Domestic downsizing

As the financial crisis hits home, nannies and housekeepers are getting the boot.

Published December 11, 2008 11:50PM (EST)

The financial crisis is hitting home (literally) and forcing some dual-career, middle- and upper-class couples to act like prudent CEOs and cut back on household operating costs. The sink piled with dishes, that overflowing hamper of dirty clothes and their brood of rambunctious kids? They are now their sole responsibility -- because the nanny and the maid are being laid off.

"The luxury of household help, often in the form of immigrant labor, blossomed" during healthier financial times, writes Miriam Jordon in the Wall Street Journal.

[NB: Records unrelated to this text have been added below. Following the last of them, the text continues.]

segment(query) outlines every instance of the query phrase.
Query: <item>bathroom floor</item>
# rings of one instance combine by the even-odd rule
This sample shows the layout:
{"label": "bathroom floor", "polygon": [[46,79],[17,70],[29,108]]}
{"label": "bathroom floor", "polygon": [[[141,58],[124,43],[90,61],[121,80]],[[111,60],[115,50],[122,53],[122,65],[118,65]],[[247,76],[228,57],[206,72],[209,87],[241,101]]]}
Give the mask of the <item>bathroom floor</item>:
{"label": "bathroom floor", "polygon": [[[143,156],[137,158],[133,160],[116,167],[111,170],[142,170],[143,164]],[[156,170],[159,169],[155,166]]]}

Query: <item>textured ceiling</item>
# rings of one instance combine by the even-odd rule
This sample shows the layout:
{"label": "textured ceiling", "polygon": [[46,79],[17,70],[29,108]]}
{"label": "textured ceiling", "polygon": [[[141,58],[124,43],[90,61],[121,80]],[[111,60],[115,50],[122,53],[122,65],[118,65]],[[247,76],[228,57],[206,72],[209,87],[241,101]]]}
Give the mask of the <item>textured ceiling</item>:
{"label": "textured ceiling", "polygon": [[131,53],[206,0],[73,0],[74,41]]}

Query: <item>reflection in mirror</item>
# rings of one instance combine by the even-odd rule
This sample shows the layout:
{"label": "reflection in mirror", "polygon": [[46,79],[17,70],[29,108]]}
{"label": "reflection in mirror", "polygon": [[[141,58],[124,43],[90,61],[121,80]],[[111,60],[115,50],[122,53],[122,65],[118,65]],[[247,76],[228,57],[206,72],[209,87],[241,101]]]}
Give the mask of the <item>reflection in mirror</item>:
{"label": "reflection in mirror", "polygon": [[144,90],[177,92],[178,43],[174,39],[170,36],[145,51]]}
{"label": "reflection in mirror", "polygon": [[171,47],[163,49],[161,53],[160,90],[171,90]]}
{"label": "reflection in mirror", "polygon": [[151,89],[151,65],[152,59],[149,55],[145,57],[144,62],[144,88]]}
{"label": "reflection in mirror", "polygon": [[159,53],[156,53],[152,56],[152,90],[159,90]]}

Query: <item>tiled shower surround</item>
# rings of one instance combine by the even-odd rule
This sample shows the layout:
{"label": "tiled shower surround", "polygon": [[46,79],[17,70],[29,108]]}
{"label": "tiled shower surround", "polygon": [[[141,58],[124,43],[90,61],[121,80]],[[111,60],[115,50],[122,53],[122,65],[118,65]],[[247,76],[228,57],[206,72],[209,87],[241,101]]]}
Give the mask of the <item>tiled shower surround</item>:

But, "the dive in the value of stock portfolios and real estate has caused even prosperous families to review their finances" and dispense of the luxury of coming home after a long day's work to a clean and orderly house, or having someone to entertain the kids a couple days a week. For example, Dolores Jacobo, the soon-to-be-cut "megananny" for a beachfront household in Malibu, Calif., was told by her employers that "they had to cut expenses 75 percent."

Jordon reports: "Waiting rooms at agencies in Los Angeles, Chicago and Seattle are packed with these foreign workers, but prospective employers are in short supply. Financially pinched families are scaling back nanny hours, seeking 'nanny shares' or reluctantly adding their children's names to waiting lists at day care centers." Domestic placement agencies report a drop in business ranging from 10 to 30 percent, and Annie Davis, CEO of Annie's Nannies Household Staffing, predicts, "It's going to get worse."

While it might be tempting to roll your eyes at the tragedy of people having to start mowing their own lawns, there is no denying the devastating impact the drying up of domestic jobs has on workers. The New York Times' Julie Scelfo also reports on the increase in household cuts, and reports that there is a whole lot at stake "for workers -- particularly those who are being paid off the books and have little or no legal protection or financial buffer." Cathy DeVore, a real estate agent in New York, is gradually cutting back the hours of  her Dominican nanny and housekeeper, and tells the Times: “My selling less houses is going to affect her mother living in her hut in Dominica, which is crazy. But her mother is going to get less sugar because she has less money to send home."  Ai-jen Poo, founder of Domestic Workers United, tells the Times that "essentially 10,000 jobs lost at Lehman Brothers means 10,000 domestic workers’ jobs that are in jeopardy."

Scelfo points out that the unique intimacy of these working relationships can make the cutbacks especially wrenching on both sides: "For employers, who form attachments to the people they entrust with their children and their homes, terminating or even scaling back the relationship can feel like betraying a family member." Some employers are going as far as posting ads on Craiglist and other popular message boards, hoping to (against all odds, frankly) get their employees a new position before laying them off.

Of course, there are also employers like stay-at-home mother Suzanne Sirof of Los Angeles, who recently laid off her nanny, whom she calls a "second mom" to her kids.  She told the WSJ that she feels "horrible" about having to give the boot to her nanny -- an El Salvadoran immigrant who says she can no longer afford to put shoes on her kids' feet -- but added, "Nothing deters me from my Botox treatments."